Blog: Grim Realities of the Age
The mood surrounding Kander and Ebbs Cabaret can best be described as a dance on the volcano. Such is the backdrop that Clifford Bradshaw finds himself in as he negotiates the seedy streets and sex soaked side alleys of Berlin in the 1920s and 30s. As Cliff maneuvers his life abroad, he is drawn to the Kit Kat Klub. Ultimately, the entertainment at the Kit Kat Klub serves Cliff not only as an escape from the events transpiring in and around Berlin, but as a commentary on the grim realities of the moment.
Berlin and Germany as a whole were constantly shifting and realigning itself along social lines. With rapid changes in the government and the rise in power of the Nazi party, a wide variety of groups would come under heavy amounts of persecution and hatred. The two groups we will focus on here will be the LGBT and Jewish communities and how they were treated with the end of the Weimar Republic and the rise of the Third Reich.
The LGBT Community
In 1934, a special German Gestapo (Secret State Police) division on homosexuals was created. One of its first acts was to create police “pink lists” from all over Germany. The police had been compiling these lists of suspected homosexual men since 1900. On September 1, 1935, a harsher, amended version of Paragraph 175 of the Criminal Code, went into effect, punishing a broad range of “lewd and lascivious” behavior between LGBT men and women. For a full description of Paragraph 175 click here.
In 1936, Nazi leader Heinrich Himmler created a Reich Central Office for the Combating of Homosexuality and Abortion. The linking of homosexuality and abortion reflected the Nazi regimes population policies to promote a higher birthrate of its “Aryan” population.
An estimated 1.2 million men were homosexuals in Germany in 1928. Between 1933-45, an estimated 50,000 officially defined homosexuals were arrested and sentenced. Most of these men spent time in regular prisons, and an estimated 5,000 to 15,000 of the total sentenced were incarcerated in concentration camps. The uniforms of those sentenced as homosexuals bore various identifying marks, including a large black dot and a large “175” drawn on the back of the jacket. Later a pink triangular patch appeared.
Conditions in the camps were generally harsh for all inmates, many of whom died from hunger, disease, exhaustion, exposure to the cold, and brutal treatment. Many survivors have testified that men with pink triangles were often treated particularly severely by guards and inmates alike because of widespread biases against homosexuals.
After the war, homosexual concentration camp prisoners were not acknowledged as victims of Nazi persecution, and reparations were refused. Under the Allied Military Government of Germany, some homosexuals were forced to serve out their terms of imprisonment, regardless of the time spent in concentration camps.
The Jewish Community
Jews experienced a period of legal equality from 1848 until the rise of Nazi Germany. In the opinion of historian Fritz Stern, by the end of the 19th century, what had emerged was a Jewish-German symbiosis, where German Jews had merged elements of German and Jewish culture into a unique new one.
In October 1916, the German Military High Command administered the Judenzählung (census of Jews.) Designed to confirm accusations of the lack of patriotism among German Jews, the census disproved the charges, but its results were not made public. Denounced as a “statistical monstrosity,” the census was a catalyst to intensified anti-Semitism.)

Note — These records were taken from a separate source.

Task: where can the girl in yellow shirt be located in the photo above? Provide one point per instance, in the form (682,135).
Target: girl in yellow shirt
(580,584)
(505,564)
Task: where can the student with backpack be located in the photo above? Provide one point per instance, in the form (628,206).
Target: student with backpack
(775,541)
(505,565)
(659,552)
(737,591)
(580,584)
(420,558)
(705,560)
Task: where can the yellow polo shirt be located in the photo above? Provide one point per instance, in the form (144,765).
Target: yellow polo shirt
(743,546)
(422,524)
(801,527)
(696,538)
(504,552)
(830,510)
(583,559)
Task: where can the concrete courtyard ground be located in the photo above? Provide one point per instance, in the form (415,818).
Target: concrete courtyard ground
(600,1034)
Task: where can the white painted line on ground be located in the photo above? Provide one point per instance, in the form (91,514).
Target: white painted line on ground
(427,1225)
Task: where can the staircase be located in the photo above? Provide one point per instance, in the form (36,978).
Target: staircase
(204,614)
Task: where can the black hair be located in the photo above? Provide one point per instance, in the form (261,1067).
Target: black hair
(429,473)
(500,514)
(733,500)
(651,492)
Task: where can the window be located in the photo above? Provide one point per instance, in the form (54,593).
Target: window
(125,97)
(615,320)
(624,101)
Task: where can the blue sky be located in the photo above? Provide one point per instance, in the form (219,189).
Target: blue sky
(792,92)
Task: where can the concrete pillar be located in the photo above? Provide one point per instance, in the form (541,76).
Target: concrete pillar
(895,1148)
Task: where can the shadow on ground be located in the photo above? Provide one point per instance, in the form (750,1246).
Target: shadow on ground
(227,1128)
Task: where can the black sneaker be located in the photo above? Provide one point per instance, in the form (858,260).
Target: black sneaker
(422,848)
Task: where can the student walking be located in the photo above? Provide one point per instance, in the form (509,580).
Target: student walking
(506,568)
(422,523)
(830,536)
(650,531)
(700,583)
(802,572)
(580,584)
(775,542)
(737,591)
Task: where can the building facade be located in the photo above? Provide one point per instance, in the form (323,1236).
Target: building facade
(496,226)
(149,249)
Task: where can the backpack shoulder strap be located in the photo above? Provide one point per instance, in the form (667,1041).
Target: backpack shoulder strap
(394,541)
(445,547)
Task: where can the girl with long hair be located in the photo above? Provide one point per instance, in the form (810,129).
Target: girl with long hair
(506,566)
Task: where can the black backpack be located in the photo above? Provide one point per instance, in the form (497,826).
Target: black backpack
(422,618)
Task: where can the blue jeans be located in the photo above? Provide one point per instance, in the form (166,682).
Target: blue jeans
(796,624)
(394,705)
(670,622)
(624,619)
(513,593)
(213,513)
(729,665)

In 1935 and 1936, the pace of persecution of the Jews increased. In May 1935, Jews were forbidden to join the Armed Force, and that year, anti-Jewish propaganda appeared in Nazi German shops and restaurants. The Nuremberg Racial Purity Laws were passed around the time of the Nazi rallies at Nuremberg; On September 15, 1935, the Law for the Protection of German Blood and Honor was passed, preventing sexual relations and marriages between Aryans and Jews. At the same time, the Reich Citizenship Law was passed and was reinforced in November by a decree, stating that all Jews, even quarter- and half-Jews, were no longer citizens of their own country (their official status became “subject of the state”). This meant that they had no basic civil rights, such as that to vote. This removal of basic citizens’ rights preceded harsher laws to be passed in the future against Jews.
The Nazi persecution of the Jews culminated in the Holocaust, in which approximately 6 million European Jews were deported and murdered during World War II. On May 19, 1943, Germany was declared judenrein (clean of Jews; free of Jews).